O dia Mastroianni 2 x 10 O filho eterno

Luciana Araujo, jurada do jogo 3, não pôde participar da final da Copa por motivos profissionais.

Jurado: Eduardo Nasi

Num ano demente desses, não dei pra Copa a bola que ela merecia. Pelo que sei, a culpa no atraso do apito final é minha e deste textinho mixuruca. Foi mal aí.

Nessa maluquice toda, acabei largando O dia Mastroianni lá atrás para, passado um semestre, reencontrá-lo só aqui na final, diante de O filho eterno.

Fato é que eu me apeguei ao mundo onírico que Cuenca criou. Gosto demais de lembrar de como a leitura foi uma curtição. Tenho vontade de dar o livro de presente de Natal para deixar pessoas felizes.

Mas jogo sem conjunção adversativa não tem graça. E O filho eterno é um baita “mas” nessa final, porque é um petardo. Daria pra falar da técnica, da trama, da consistência, do vigor, de como o livro é íntegro, verdadeiro e profundamente emocionante. Só que eu cheguei depois e estou com a impressão de que meus elogios seriam todos apenas redundantes.

Por isso, pra não atrasar mais o trabalho do Lucas, deixo só o meu econômico voto pro livro do Tezza.

O dia Mastroianni 2 x 11 O filho eterno

Jurado: Nelson de Oliveira

Dois romances muito diferentes. Eu diria, incomparáveis. Isso me lembra um comentário de Adorno. Volto ao seu livro. Num dos aforismos das Minima moralia ele faz sérias objeções à nossa compulsão em comparar as obras literárias, principalmente “as do mais alto nível e por isso mesmo incomparáveis”. Nessa compulsão Adorno vê o instinto do comerciante, do burguês bem estabelecido que tenta medir tudo sempre com a mesma régua. Para esses a arte e a literatura não podem e não devem conter nada de irracional ou subjetivo, e a melhor maneira de neutralizar a irracionalidade e a subjetividade de certos romances é forçando-os a caber nos pratos da mesma balança.

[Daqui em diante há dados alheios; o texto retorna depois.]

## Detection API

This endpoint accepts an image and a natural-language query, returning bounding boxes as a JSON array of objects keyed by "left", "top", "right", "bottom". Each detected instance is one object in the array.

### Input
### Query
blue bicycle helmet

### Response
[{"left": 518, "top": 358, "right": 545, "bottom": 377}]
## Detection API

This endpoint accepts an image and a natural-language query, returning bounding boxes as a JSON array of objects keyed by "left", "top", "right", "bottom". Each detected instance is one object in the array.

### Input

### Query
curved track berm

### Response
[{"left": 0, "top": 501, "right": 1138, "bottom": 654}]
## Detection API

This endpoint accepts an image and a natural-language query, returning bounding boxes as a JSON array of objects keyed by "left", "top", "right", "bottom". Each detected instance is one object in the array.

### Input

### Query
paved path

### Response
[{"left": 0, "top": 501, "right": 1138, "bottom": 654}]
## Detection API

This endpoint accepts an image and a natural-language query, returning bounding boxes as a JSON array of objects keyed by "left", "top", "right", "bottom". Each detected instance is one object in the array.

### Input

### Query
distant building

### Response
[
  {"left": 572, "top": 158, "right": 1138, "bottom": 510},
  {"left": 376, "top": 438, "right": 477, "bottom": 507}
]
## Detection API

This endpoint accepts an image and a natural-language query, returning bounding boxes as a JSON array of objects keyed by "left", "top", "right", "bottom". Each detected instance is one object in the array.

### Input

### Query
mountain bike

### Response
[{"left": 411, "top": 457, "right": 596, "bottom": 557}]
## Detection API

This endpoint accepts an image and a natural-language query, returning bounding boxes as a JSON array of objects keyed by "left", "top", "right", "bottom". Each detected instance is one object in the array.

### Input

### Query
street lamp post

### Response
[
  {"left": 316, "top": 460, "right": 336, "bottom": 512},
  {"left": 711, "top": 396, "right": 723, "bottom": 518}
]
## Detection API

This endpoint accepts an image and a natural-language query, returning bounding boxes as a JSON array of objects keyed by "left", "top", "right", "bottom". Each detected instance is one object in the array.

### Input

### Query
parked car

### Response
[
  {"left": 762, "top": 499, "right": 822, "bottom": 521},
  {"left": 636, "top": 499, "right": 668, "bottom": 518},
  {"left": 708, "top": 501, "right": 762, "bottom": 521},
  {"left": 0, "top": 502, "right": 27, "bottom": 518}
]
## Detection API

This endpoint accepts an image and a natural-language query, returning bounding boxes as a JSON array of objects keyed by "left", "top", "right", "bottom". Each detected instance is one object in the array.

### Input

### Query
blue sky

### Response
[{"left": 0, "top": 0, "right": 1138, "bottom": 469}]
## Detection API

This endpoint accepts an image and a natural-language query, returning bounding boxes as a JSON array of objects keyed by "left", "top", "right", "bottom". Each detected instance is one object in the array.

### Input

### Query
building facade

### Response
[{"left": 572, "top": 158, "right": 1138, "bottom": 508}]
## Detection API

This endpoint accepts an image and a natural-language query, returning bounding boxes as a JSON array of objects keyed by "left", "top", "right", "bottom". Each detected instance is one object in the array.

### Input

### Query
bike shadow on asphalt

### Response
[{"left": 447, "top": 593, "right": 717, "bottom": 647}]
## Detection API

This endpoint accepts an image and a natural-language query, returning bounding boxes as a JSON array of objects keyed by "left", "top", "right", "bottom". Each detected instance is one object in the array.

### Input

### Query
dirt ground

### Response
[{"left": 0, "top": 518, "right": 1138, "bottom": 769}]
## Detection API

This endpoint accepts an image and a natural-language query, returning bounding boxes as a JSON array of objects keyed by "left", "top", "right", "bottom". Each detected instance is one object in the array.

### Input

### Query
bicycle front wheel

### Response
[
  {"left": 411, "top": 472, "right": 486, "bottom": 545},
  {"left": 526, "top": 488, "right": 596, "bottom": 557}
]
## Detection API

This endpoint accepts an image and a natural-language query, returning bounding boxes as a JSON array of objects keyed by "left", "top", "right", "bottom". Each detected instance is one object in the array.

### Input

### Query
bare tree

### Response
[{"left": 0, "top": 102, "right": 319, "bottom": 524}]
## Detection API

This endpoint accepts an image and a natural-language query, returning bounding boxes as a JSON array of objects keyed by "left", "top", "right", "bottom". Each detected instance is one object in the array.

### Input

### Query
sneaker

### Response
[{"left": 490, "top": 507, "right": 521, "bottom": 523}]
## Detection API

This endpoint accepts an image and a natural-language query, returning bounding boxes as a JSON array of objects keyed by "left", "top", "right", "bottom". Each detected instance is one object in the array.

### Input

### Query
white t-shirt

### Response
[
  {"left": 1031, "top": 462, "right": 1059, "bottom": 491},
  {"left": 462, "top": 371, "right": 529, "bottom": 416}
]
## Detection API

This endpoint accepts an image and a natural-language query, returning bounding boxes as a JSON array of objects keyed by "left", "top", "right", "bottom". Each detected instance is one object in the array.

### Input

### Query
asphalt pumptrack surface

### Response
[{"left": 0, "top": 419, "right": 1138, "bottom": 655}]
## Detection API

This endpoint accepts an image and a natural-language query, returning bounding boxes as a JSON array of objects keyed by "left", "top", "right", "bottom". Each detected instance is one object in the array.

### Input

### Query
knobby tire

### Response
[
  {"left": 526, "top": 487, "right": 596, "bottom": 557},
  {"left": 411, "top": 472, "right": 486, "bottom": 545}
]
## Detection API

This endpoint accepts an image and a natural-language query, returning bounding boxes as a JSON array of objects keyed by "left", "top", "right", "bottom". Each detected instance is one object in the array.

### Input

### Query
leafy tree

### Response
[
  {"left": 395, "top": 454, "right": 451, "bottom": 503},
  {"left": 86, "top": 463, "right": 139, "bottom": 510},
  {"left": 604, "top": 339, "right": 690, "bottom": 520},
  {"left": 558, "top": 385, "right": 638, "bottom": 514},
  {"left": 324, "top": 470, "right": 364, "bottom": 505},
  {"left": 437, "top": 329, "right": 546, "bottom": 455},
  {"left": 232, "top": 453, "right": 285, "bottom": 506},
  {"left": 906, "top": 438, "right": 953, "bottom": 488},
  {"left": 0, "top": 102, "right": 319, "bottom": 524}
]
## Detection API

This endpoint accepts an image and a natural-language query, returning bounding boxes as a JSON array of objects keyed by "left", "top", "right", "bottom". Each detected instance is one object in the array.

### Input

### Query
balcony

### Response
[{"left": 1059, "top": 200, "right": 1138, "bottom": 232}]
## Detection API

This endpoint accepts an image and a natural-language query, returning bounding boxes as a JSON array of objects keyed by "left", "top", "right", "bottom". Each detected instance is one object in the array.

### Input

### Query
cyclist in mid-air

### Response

Esse comentário de Adorno sempre me incomodou. Ele está certo: a compulsão à comparação, no mundo da arte e da literatura, é uma perversão de burgueses fetichistas. Espera lá, será que ele está mesmo certo? Não tenho tanta certeza. Afinal qualquer atividade crítica só é possível por meio da comparação das obras, dos programas poéticos, das idéias. Certo ou não, estamos nesta Copa pra comparar. Por esporte, por diversão, sem maiores pretensões.

O filho eterno e O dia Mastroianni: dois romances muito diferentes. O narrador, a linguagem e as situações do primeiro não têm nada a ver com o narrador, a linguagem e as situações do segundo. O filho eterno pertence à linhagem realista de sondagem psicológica, de matriz biográfica. Sua ação é cronológica, e seu narrador esférico e verdadeiro é do tipo detalhista e moralista, ou seja, ele é cuidadoso com os pormenores narrativos e impiedoso ao analisar cartesianamente sua própria conduta e a de seus pares. A essa linhagem também pertencem Crime e castigo, Dom Casmurro, Angústia e Doutor Fausto, entre outros.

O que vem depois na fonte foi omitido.